Bitar Lynn, Zouein Joseph, Haddad Fady Gh, Eid Roland, Kourie Hampig R
Department of Hematology & Oncology, Faculty of Medicine, Saint Joseph University, Beirut, Lebanon.
Biomark Med. 2021 Feb;15(2):135-138. doi: 10.2217/bmm-2020-0491. Epub 2021 Jan 14.
Metastatic colorectal cancer is the second most common cause of cancer death. Standard chemotherapy in combination with targeted therapies represent the backbone for the treatment of advanced disease. However, options are limited for patients progressing on these regimens. Genetic testing can offer patients the opportunity to benefit from novel therapies, namely immune checkpoint inhibitors in microsatellite instability-positive tumors. HER2 overexpression has recently emerged as a potentially targetable tumor marker in colorectal cancer (CRC). Despite the absence of approvals for anti-HER2 therapies in CRC, many agents such as trastuzumab and pertuzumab were tested and demonstrated significant antitumor activity, even in heavily pretreated patients. Early trials are also evaluating lapatinib, T-DM1, tucatinib and other anti-HER2 agents in patients with metastatic CRC, with promising results.

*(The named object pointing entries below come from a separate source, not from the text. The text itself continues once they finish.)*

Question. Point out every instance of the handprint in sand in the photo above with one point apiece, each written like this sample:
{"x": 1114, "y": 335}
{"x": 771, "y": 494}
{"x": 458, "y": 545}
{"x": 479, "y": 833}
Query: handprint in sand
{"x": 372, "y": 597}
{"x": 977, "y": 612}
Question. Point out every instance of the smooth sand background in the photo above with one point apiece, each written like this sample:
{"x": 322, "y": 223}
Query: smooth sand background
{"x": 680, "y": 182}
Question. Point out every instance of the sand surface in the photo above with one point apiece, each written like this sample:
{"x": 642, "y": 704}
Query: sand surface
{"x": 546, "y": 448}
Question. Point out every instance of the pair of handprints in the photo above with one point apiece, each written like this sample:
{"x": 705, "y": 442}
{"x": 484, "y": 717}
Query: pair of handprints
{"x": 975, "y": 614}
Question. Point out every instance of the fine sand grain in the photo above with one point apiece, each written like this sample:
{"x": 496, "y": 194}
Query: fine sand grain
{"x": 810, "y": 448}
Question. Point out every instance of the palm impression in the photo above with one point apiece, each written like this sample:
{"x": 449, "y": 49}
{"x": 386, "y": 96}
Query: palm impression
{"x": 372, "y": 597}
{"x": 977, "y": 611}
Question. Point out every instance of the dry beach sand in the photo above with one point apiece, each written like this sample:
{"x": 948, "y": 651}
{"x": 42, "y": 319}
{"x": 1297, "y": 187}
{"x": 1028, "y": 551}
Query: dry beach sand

转移性结直肠癌是癌症死亡的第二大常见原因。标准化疗联合靶向治疗是晚期疾病治疗的主要手段。然而,对于在这些治疗方案上病情进展的患者,选择有限。基因检测可为患者提供从新型疗法中获益的机会,即微卫星不稳定阳性肿瘤中的免疫检查点抑制剂。HER2过表达最近已成为结直肠癌(CRC)中一种潜在的可靶向肿瘤标志物。尽管抗HER2疗法在CRC中尚未获批,但许多药物如曲妥珠单抗和帕妥珠单抗已进行了测试,并显示出显著的抗肿瘤活性,即使是在经过大量预处理的患者中。早期试验也在评估拉帕替尼、T-DM1、图卡替尼和其他抗HER2药物在转移性CRC患者中的疗效,结果令人鼓舞。